Disclaimer: We at Muslim Girl do not condone or excuse any acts of violence against the victims affected by this tragedy. This article is meant to highlight a vital issue in the media coverage of an attacker in light of rampant Islamophobia and racism — it is meant to engage and focus solely through that lens.
When I heard your name, I had to sit down and remind myself to breathe.
Abdul Razak Ali Artan.
Somali-American. Your family fled the civil war, much like mine.
Your story read like so many others before you, and that made it so much harder to read. You were not a bad person, Abdul Razak. The owner of the convenience store you frequented said you were kind and educated. Your former boss said you were a “good kid” and that she was stunned when she knew it was you. And I’m sure this morning all the people who knew you woke up with the same numbness.
May Allah (SWT) bestow his mercy on you. And I didn’t know you, but what I do know is that your story is similar to far too many young men who lost their way. And that tells me that we are failing as a community. And I see it happening every single day. We have failed you. We have failed those who feel isolated, those who are vulnerable and those who on the fringes of our community.
Often the ones who don’t fit into our “ideals” are shunned in our community and religious spaces. We isolate each other—by class, race, sexual orientation, and so many other things…and then we scratch our heads and ask ourselves how this could be happening? How the person you pray beside every jummah and shared dates with in Ramadan could do this?
But how many times are we going to ask the same questions, without looking at our problems? It’s happening, because we are allowing it to. How we treat each other in our community spaces, how we care for each other and about our collective wellbeing is the reason this happens. We let hatred into our spaces, and ask why people pull away and find solace in cults that accept them with open arms.
We do not have a “radical Islam” issue because radical Islam is an oxymoron. But we have an issue with whom we accept into our spaces and who we treat with dignity. Our spaces are often so full of racism, misogyny and bigotry that the only thing Islamic about them is the writing on the walls.
What happened after the Artan family came to the U.S.? Reports say he was born in a refugee camp, and came to the United States two years ago. And so I am asking, who has asked him about the trauma he encountered? You do not escape civil war without psychological trauma. Who welcomed the family? Who took them to counseling? Who made them feel welcome? We rally for refugees but what do we do for the refugees that are less “trendy?”
We saw an outpour of support for refugees in this last year. But did we treat refugees from all countries equally? I think we all know the answer to that.
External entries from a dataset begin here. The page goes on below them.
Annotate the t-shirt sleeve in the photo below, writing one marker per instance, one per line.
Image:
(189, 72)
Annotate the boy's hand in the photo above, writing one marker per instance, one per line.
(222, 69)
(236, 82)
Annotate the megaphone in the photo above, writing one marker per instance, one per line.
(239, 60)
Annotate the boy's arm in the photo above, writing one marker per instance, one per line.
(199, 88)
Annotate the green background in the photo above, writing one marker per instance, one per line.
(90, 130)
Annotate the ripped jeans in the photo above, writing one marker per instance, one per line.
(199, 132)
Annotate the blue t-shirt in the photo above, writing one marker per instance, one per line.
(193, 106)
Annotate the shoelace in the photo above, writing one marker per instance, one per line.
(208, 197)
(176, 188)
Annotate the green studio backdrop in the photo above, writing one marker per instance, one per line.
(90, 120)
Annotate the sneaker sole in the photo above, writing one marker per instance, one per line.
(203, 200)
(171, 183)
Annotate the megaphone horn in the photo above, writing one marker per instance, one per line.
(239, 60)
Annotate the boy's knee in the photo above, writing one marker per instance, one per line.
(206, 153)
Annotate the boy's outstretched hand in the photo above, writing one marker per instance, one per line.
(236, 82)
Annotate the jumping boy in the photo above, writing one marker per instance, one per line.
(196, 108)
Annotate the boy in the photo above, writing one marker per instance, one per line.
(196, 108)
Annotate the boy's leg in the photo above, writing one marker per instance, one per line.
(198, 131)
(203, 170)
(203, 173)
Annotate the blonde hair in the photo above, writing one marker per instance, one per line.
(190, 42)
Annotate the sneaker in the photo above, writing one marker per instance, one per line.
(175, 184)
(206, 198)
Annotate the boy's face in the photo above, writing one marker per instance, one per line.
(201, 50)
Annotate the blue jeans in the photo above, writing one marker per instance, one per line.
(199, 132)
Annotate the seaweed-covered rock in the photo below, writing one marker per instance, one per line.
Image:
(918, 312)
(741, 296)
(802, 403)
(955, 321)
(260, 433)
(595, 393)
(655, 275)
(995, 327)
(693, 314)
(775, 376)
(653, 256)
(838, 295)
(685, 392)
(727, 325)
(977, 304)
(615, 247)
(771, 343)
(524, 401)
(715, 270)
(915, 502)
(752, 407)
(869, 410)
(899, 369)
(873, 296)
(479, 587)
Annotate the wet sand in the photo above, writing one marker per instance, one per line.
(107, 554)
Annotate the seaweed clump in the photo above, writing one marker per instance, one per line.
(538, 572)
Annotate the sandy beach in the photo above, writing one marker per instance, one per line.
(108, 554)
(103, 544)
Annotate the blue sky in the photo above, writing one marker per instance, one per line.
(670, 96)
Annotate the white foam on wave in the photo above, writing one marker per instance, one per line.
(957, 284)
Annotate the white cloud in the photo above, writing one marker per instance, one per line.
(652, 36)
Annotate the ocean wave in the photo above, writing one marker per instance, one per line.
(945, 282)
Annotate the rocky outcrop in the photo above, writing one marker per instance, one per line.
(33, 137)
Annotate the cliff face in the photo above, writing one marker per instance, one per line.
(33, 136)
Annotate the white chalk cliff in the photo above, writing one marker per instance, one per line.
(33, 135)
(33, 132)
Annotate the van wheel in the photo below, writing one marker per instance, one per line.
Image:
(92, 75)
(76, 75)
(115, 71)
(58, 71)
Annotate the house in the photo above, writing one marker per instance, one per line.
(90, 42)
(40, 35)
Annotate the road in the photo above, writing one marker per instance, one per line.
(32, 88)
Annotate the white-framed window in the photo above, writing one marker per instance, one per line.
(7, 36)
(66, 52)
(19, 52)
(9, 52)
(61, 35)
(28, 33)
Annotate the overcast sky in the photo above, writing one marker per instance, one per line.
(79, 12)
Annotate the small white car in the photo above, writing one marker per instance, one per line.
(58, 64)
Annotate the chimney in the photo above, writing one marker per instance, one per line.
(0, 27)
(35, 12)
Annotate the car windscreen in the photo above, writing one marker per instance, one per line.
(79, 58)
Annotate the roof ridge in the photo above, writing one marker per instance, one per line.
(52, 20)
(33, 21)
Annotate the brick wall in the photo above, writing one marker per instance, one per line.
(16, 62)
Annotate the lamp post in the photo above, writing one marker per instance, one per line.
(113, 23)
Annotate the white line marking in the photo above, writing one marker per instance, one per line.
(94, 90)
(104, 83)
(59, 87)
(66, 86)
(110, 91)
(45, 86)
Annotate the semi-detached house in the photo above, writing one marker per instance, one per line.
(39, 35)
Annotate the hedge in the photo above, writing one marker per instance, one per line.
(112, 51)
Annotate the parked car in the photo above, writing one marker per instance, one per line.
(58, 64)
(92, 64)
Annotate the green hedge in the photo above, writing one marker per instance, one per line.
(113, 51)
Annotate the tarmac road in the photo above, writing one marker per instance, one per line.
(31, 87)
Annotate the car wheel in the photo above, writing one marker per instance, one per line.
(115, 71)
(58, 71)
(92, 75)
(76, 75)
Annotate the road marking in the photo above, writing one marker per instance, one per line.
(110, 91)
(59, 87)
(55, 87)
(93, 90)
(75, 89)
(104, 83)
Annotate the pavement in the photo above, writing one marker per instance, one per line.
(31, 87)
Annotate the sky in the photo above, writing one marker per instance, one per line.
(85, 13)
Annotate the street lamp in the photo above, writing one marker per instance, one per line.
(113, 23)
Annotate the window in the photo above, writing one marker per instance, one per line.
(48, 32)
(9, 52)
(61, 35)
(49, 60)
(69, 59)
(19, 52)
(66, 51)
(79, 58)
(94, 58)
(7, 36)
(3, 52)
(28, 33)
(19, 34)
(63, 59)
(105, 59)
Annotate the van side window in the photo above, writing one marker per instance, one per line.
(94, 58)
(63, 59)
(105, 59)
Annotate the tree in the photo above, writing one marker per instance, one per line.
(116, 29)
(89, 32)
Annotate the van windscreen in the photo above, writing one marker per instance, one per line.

This happened because we allowed it to happen. And the media will say that, but they will say it is because of radicalization and ISIS and other nonsense they chose to attribute to the mosque. We are responsible, but not for radicalization—for pushing people away and making them feel alone in a climate that is already so anti-Muslim. And a climate that would be even harder for Artan, a Black refugee. Because Muslims are not the only marginalized people being victimized, and to be both Black and Muslim is a struggle many in our masjids will never fully understand.
Artan will not be afforded the privilege of being seen as someone whose mental health suffered. Black men and Muslim men rarely are, and he was both.
We need to give him that. We need to understand his story. Understand the severe trauma and emotional suffering that would cause someone as kind and educated as Abdul Razak Ali Artan to commit murder.
We cannot fail one more person. We cannot allow one more family to experience this. If we do not take care of each other, if we do not advocate for each other, who will? Especially now.
There is a lot of work that we need to do in understanding.
We cannot marginalize one another further. We cannot let barriers and class and race divide who we afford kindness and compassion to. Media can play the narrative of terror, but we must afford our own the understanding of mental health. We need to talk about it.
Abdul Razak, I’m sorry we failed you, may Allah (SWT) forgive you of your sins and give peace to your family. Ameen.